Subrahmanya Shastri (Dileep Kumar) finds himself behind the bars on a rainy night, but his visage tells a different story: he is apparently calm-going and soft-spoken. The station’s SI, played by Rao Ramesh, is your good-natured cop who will encourage love birds if their emotions are pure, and will is strong. Sahstri’s love interest, Ayesha (Priyal Gor) is the daughter of industrialist Khadar’s brother. Rao Ramesh promises Shastri of all possible help, but Khadar (Nagineedu) and his brother (Naresh) may not relent.
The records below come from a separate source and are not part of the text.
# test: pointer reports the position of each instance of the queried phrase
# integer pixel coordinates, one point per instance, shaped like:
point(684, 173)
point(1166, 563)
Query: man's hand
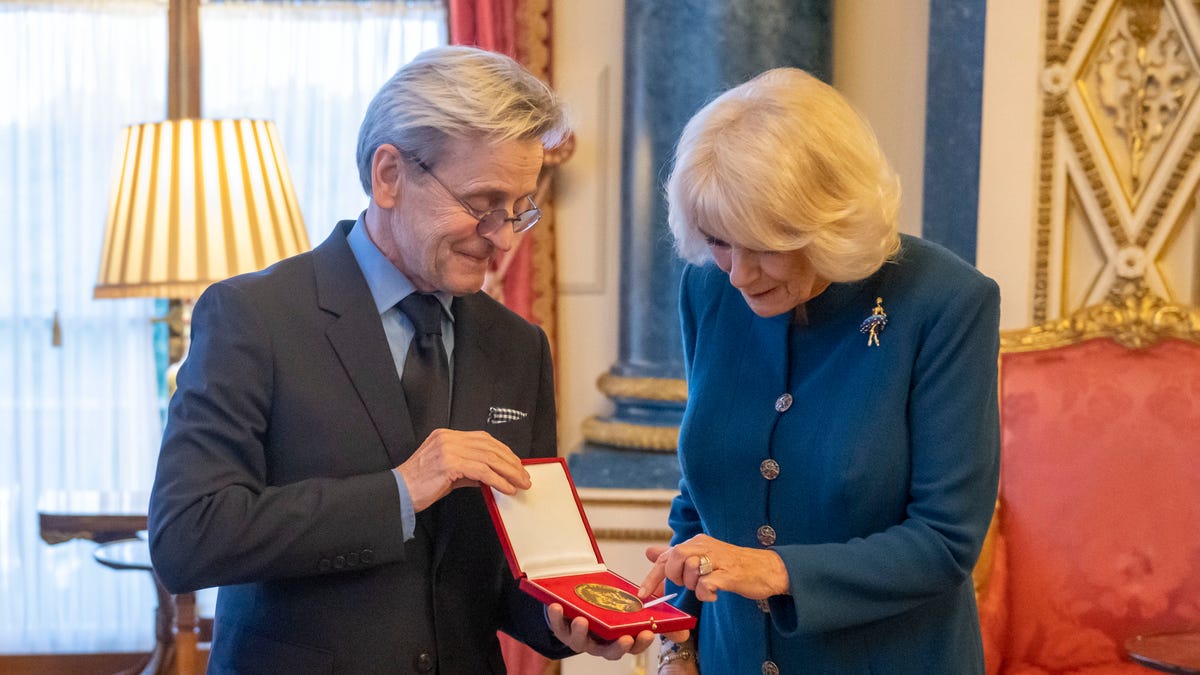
point(750, 573)
point(575, 635)
point(450, 459)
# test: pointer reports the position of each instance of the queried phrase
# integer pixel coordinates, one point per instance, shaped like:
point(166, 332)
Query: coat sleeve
point(954, 437)
point(215, 519)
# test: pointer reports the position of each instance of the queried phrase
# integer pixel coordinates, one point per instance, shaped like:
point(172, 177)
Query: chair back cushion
point(1099, 499)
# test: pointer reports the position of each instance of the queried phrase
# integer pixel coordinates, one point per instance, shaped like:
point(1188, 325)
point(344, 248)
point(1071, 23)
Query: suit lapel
point(357, 336)
point(474, 389)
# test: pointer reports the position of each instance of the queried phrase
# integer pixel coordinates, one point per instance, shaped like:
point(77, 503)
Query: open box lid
point(544, 530)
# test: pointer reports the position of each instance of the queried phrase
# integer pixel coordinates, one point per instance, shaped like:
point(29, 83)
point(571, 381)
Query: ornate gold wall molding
point(624, 435)
point(1117, 178)
point(1133, 317)
point(648, 388)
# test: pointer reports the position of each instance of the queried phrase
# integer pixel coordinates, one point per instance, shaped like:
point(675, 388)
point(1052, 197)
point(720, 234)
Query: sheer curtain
point(85, 414)
point(312, 67)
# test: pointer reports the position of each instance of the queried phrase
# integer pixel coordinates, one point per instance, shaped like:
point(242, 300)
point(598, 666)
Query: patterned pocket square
point(501, 416)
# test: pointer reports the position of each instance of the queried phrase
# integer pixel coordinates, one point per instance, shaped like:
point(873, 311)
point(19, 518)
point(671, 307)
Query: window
point(84, 412)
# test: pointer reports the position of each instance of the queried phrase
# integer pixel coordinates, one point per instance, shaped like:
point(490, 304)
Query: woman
point(840, 444)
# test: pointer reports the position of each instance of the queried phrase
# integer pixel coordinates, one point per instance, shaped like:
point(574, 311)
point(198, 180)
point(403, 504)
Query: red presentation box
point(551, 549)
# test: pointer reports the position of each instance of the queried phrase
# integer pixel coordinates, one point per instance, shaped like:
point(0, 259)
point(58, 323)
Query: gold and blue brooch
point(875, 323)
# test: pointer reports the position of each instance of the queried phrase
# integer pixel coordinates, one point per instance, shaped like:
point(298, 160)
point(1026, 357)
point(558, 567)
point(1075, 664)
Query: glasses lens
point(492, 221)
point(527, 219)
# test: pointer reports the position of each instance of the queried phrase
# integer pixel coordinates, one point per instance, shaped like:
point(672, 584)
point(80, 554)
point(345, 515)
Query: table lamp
point(196, 201)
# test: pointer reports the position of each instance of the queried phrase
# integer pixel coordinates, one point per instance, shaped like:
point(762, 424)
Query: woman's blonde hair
point(784, 162)
point(459, 93)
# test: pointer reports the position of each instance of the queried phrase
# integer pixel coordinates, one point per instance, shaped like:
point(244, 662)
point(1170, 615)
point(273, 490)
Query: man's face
point(431, 238)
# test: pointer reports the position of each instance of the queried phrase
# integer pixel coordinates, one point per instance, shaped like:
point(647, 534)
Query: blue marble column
point(679, 54)
point(953, 123)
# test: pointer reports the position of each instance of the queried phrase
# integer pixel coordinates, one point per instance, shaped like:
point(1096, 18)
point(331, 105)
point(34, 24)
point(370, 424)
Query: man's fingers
point(654, 553)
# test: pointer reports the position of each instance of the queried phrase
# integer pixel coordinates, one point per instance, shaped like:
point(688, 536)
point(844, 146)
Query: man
point(331, 406)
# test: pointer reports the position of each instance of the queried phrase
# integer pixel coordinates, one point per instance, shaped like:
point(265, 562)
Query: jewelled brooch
point(875, 323)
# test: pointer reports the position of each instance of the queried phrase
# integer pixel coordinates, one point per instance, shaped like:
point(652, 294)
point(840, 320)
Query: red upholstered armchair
point(1097, 532)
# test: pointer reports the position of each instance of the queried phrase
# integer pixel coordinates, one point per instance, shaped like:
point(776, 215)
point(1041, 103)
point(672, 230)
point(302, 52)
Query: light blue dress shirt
point(388, 287)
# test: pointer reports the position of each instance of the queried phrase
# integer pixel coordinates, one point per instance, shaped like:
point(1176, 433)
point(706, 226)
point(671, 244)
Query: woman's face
point(772, 282)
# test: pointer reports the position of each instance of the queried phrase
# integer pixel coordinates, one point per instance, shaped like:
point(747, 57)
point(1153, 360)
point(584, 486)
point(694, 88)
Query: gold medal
point(609, 597)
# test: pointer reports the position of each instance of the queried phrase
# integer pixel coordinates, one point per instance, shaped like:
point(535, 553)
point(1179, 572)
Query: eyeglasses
point(493, 220)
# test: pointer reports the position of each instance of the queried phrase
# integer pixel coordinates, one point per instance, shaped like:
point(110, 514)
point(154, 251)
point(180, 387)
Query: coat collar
point(357, 336)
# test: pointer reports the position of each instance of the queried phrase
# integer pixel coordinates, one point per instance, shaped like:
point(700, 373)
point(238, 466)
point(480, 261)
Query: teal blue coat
point(888, 466)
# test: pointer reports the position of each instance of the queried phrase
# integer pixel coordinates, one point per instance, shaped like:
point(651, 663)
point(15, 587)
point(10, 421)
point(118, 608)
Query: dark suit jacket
point(275, 479)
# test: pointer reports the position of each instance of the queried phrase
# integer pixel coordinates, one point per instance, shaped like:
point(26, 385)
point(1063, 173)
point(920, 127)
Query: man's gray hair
point(459, 93)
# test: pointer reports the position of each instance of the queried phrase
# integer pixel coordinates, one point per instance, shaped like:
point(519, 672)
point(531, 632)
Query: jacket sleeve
point(684, 519)
point(215, 518)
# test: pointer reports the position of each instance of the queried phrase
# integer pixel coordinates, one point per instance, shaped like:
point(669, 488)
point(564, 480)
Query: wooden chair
point(1097, 531)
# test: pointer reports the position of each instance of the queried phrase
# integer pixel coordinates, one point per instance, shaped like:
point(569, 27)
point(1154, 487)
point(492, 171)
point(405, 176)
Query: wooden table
point(115, 520)
point(1169, 652)
point(89, 514)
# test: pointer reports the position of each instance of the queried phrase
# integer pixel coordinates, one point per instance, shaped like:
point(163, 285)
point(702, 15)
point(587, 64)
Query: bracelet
point(671, 652)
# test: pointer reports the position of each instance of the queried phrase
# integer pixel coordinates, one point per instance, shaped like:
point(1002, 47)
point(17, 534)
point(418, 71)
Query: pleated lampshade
point(195, 202)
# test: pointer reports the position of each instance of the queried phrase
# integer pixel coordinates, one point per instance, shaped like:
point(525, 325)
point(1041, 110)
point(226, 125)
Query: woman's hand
point(751, 573)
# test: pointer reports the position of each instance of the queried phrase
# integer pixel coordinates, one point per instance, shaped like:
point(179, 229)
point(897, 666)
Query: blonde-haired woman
point(840, 444)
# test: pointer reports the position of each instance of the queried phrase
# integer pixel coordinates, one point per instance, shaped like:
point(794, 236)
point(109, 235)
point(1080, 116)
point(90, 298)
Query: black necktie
point(426, 378)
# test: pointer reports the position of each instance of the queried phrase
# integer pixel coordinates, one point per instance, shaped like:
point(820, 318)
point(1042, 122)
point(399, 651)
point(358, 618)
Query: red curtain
point(489, 24)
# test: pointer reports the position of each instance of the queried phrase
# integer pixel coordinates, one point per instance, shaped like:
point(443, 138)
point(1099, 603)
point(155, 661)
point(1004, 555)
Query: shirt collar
point(388, 285)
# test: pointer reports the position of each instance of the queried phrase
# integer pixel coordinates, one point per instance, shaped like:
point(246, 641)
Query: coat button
point(424, 663)
point(783, 402)
point(769, 469)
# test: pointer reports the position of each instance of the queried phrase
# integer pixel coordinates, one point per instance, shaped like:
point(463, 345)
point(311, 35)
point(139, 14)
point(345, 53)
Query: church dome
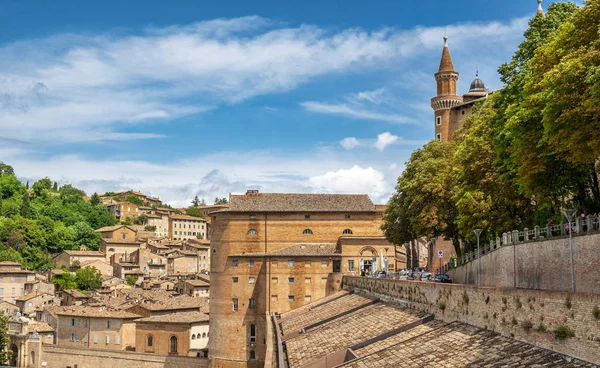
point(477, 85)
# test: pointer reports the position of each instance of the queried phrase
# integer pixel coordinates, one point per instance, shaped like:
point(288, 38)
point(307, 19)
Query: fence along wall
point(56, 357)
point(527, 315)
point(536, 259)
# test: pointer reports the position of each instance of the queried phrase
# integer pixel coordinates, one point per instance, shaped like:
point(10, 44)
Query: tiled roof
point(287, 202)
point(460, 345)
point(179, 317)
point(347, 331)
point(112, 228)
point(187, 217)
point(100, 312)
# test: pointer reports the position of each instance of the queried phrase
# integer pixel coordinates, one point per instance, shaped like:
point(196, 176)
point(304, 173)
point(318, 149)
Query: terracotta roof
point(446, 64)
point(85, 253)
point(31, 295)
point(76, 293)
point(181, 317)
point(287, 202)
point(101, 312)
point(298, 250)
point(187, 217)
point(112, 228)
point(197, 283)
point(39, 327)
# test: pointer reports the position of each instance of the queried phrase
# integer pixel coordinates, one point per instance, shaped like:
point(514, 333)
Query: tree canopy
point(525, 152)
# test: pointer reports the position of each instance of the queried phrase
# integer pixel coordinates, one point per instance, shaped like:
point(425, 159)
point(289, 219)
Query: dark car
point(443, 278)
point(380, 274)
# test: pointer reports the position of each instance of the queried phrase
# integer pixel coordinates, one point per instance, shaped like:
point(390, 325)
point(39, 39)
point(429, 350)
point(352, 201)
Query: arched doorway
point(14, 359)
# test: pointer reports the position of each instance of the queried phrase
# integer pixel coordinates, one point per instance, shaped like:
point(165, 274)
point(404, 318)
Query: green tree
point(88, 278)
point(132, 198)
point(25, 210)
point(131, 280)
point(6, 170)
point(95, 199)
point(221, 200)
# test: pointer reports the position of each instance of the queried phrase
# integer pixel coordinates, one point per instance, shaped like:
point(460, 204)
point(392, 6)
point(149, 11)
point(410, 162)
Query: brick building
point(276, 252)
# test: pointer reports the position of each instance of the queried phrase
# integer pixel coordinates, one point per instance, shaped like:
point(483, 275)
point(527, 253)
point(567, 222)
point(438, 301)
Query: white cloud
point(355, 180)
point(349, 143)
point(66, 88)
point(353, 112)
point(384, 140)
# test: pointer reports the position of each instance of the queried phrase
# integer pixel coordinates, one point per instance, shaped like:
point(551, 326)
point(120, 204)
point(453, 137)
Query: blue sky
point(185, 98)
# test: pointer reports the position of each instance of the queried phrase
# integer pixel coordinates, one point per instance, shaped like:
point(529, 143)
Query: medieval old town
point(299, 184)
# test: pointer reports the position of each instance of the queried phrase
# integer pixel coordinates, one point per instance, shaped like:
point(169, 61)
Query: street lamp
point(570, 213)
point(478, 233)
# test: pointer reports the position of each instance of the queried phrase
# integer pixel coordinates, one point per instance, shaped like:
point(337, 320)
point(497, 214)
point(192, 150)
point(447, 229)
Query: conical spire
point(446, 64)
point(540, 9)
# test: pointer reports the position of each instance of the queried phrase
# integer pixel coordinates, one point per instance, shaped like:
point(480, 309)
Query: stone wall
point(59, 357)
point(528, 315)
point(542, 265)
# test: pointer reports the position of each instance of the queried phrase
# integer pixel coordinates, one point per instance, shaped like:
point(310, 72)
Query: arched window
point(173, 344)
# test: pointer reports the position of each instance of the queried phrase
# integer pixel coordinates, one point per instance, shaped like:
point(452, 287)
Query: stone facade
point(528, 315)
point(543, 264)
point(274, 253)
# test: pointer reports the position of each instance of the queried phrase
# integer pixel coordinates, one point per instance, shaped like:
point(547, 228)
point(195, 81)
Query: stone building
point(276, 252)
point(173, 334)
point(185, 227)
point(99, 328)
point(450, 108)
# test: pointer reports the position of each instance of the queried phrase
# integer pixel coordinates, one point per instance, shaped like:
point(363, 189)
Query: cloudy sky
point(185, 98)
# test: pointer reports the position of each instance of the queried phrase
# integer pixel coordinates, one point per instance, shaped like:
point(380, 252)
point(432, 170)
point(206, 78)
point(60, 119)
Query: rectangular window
point(252, 334)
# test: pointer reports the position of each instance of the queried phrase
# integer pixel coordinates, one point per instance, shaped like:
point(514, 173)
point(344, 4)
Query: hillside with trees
point(45, 219)
point(527, 151)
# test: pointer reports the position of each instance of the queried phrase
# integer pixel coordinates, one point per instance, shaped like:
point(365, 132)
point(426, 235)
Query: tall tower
point(447, 96)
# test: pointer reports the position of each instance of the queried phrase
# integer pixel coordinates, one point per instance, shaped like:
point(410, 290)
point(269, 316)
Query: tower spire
point(446, 64)
point(540, 9)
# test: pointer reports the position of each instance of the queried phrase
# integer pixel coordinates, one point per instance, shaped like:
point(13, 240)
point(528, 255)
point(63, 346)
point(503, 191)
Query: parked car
point(426, 276)
point(443, 278)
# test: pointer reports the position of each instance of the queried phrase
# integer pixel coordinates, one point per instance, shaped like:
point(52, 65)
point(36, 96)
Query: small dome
point(477, 85)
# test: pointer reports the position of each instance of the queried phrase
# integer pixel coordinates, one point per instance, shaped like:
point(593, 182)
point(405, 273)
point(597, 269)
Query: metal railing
point(584, 225)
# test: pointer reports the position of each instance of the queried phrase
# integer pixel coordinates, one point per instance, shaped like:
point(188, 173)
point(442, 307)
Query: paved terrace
point(350, 330)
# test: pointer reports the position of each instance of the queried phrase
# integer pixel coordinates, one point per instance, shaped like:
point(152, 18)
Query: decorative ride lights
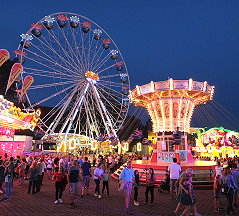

To the credit of debutante Sashikiran Narayana, she executes the film well for most part. She is crippled by the lack of a good story. Consequently, her script lacks the capacity to sustain our interest, forget exciting us. The worst thing that can happen while watching a film is the audience losing hope/interest in climax. And Sashikiran achieves to do just this by robbing the heroine of her space in the second half; as for the hero, there is not much for him to talk with his girl.
The writer seems to think that but for the Hindu-Muslim element, no other element in the story lends itself for an imaginative narration. But that’s not so. Ayesha’s sad discovery of the lack of freedom in her male-dominated family should have been creatively leveraged to concoct heart-warming situations in the second half. Ayesha, though a wretched soul forced into conformity, hopes that God will eventually override dogma in order to bail her out of the misfortune. The same thinking could have lent for a lyrically profound song.
Song situations are usual but the lyrics and conceptualization of theme is worthy of mention. However, such a film presents hackneyed scenes, too. When you expect more, all that it has to offer is a few sequences in rain, intended to give a melancholic effect, but which are lost in translation.
The director’s attempts to nativise a Mallu script are lame. She chips in her father’s (MS Narayana) services, but even in a film of this kind, there is no escape from Tollywood’s idiotic obsession: parodies (read Arya, Gabbar Singh’s ‘Paduddi raa.. line). The actor who played hero’s friend has got good comic timing. ‘Tagubothu’ Ramesh’s character bores.
This is a film that wants to retain its Mallu soul (read Che Guevara students’ union working against harmful industrialization, locales that smack of non-Teluguness), even while committing adultery with Tollywoodishness.
Verdict: All in all, ‘Saheba.. Subrahmanyam’ gets pass marks for offering a few good moments in first half, never mind the deception.